On estime qu’1,8 million de personnes ne peuvent toujours pas regagner leur foyer dans la région du Lac Tchad. Le conflit a fait plus de 27.000 morts depuis 2009.

Le président nigérian Muhammadu Buhari, qui avait régulièrement affirmé depuis décembre 2015 que l’insurrection jihadiste était « techniquement vaincue », a reconnu lundi que l’armée essuyait des revers dans sa lutte contre Boko Haram.

Les insurgés multiplient leurs attaques depuis six mois, notamment contre les bases militaires, et ont tué des dizaines, voire des centaines de soldats. Les militaires nigérians ont récemment posté de nombreuses vidéos sur les réseaux sociaux se plaignant de leur très mauvaises conditions de vie et de leur équipement hors d’usage.

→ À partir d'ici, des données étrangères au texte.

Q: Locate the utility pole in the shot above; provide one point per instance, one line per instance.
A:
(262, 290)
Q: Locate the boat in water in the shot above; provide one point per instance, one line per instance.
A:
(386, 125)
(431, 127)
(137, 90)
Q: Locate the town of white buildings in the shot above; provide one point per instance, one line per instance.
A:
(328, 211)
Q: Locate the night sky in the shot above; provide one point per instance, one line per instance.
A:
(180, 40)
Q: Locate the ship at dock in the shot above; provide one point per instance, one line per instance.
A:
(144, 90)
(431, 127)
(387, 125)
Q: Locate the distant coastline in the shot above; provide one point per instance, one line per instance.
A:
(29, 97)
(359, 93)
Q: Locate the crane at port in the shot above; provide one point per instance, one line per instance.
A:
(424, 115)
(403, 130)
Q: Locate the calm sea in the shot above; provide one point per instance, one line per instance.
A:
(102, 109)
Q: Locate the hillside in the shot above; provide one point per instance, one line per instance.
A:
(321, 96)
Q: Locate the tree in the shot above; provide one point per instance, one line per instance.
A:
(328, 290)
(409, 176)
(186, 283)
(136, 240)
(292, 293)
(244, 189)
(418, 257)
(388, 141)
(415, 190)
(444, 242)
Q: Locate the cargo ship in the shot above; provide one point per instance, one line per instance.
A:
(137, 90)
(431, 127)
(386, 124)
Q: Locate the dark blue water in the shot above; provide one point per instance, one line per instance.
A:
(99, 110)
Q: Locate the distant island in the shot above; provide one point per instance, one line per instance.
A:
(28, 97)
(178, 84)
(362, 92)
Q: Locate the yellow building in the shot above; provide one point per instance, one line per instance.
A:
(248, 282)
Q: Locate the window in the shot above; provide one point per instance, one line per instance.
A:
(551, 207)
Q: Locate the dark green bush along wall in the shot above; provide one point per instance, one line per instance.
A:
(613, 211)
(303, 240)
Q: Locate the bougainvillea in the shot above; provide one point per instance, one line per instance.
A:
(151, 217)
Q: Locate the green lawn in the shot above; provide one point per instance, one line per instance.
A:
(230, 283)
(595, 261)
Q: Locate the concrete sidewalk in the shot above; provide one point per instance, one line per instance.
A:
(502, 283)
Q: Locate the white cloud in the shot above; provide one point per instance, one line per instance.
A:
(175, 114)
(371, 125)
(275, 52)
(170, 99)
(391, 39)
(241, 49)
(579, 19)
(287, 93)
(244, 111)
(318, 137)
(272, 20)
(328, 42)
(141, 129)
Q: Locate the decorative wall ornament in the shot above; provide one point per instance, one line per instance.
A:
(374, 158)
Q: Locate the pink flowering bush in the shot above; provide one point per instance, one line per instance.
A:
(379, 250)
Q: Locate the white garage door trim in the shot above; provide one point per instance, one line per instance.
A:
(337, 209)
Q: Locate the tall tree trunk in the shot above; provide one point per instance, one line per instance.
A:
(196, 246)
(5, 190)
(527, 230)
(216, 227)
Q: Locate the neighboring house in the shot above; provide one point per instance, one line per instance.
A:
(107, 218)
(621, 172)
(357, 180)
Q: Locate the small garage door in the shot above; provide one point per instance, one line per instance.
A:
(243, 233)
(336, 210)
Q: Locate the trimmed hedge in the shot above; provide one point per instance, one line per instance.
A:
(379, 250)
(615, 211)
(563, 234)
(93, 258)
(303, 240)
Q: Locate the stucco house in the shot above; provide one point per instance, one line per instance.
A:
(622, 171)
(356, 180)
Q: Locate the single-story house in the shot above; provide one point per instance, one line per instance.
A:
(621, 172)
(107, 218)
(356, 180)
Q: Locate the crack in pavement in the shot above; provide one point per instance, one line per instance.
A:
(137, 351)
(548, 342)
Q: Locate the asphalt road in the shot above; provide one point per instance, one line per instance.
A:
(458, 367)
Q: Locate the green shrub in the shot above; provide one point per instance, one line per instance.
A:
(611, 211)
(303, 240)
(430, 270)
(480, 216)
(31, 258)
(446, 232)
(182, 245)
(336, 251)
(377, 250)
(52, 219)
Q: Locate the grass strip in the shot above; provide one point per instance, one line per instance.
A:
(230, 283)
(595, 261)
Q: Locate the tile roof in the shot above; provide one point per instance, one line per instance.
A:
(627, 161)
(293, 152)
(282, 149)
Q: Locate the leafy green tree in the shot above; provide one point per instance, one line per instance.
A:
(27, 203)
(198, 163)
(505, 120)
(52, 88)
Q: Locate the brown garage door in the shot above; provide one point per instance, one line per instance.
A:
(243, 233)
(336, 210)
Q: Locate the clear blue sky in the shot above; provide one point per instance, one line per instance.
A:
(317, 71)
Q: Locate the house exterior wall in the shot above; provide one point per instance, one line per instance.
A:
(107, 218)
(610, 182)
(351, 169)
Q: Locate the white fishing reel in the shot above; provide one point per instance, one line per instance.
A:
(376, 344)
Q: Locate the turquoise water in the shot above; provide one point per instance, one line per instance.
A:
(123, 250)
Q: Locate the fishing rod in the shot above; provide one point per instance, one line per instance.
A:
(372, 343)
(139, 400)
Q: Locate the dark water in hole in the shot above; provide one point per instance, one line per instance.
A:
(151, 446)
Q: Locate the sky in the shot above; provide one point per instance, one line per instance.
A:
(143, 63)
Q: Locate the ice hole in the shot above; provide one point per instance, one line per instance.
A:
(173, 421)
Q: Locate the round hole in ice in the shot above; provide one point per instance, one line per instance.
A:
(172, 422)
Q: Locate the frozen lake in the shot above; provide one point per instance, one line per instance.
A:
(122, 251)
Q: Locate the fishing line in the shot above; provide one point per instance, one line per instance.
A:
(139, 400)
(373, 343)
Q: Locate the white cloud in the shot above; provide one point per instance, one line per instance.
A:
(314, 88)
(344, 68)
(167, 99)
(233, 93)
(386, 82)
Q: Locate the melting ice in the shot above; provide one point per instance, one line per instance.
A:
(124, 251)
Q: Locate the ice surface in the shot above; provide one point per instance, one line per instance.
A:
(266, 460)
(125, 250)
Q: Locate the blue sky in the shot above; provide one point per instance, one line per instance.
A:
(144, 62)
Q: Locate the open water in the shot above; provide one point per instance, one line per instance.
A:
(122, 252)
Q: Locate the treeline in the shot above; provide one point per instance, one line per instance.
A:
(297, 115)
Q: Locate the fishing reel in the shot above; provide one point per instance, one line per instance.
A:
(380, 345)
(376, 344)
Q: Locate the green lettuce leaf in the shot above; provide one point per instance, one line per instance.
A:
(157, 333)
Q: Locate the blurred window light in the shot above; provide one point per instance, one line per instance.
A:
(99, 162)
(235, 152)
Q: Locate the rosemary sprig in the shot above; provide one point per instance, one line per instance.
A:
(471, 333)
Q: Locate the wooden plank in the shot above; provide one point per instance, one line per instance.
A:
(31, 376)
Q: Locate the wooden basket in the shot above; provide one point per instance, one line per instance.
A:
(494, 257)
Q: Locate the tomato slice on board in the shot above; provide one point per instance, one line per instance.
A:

La prise temporaire de la ville de Baga le 27 décembre est une nouvelle démonstration de force: en quelques heures, les assaillants ont mis en déroute les 500 à 600 soldats de la Force multinationale mixte (MNJTF), composée d’unités du Nigeria, du Niger, du Tchad et du Cameroun.

Mardi, le gouverneur de l’Etat du Borno s’est rendu à Monguno où, théâtralement, il a pleuré sur les victimes du conflit implorant de l’aide au gouvernement fédéral.

Le président Muhammadu Buhari, qui est candidat à sa propre succession pour les élections générales du 16 février prochain, avait été élu en 2015 sur la promesse d’éradiquer le groupe jihadiste et cette récente recrudescence des attaques est un sévère camouflet pour le chef de l’Etat, ancien général.